Hari Minggu IV Adven
Bacaan I: Yesaya 7:10-14
Bacaan II: Roma 1:1-7
Bacaan Injil: Matius 1:18-24
Dahulu kala, lebih dari 1700 tahun silam, seorang pemuda memutuskan untuk menjadi santo, menjadi Orang Kudus. Ia meninggalkan rumahnya, keluarganya dan segala harta miliknya dan pergi menjadi pertapa di padang gurun. Ia berpikir bahwa menjadi pertapa adalah cara yang paling baik untuk menjadi kudus.

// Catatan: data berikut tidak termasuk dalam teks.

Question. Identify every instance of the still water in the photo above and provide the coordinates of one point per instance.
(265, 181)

Menurut legenda, diceritakan bahwa sesudah ia bertapa bertahun-tahun di padang gurun, Allah berkata kepadanya: Tinggalkan gua pertapaanmu untuk beberapa hari dan pergilah ke sebuah kota yang jauh letaknya. Carilah tukang sepatu di kota itu dan tinggallah bersamanya beberapa saat!!
Pertapa suci itu merasa bingung oleh perintah Allah yang aneh itu, tetapi mentaatinya.
Ia kemudian bertemu dengan tukang sepatu itu dan diterima dengan sangat ramah tamah. Tukang sepatu itu memanggil istrinya. Mereka menyediakan hidangan yang lezat dan tempat tidur yang nyaman. Pertapa itu tinggal bersama keluarga tukang sepatu selama tiga hari tiga malam. Pertapa mengajukan banyak pertanyaan tentang kehidupan mereka. Mereka saling bercerita tentang kehidupan mereka masing-masing dan menjadi teman akrab.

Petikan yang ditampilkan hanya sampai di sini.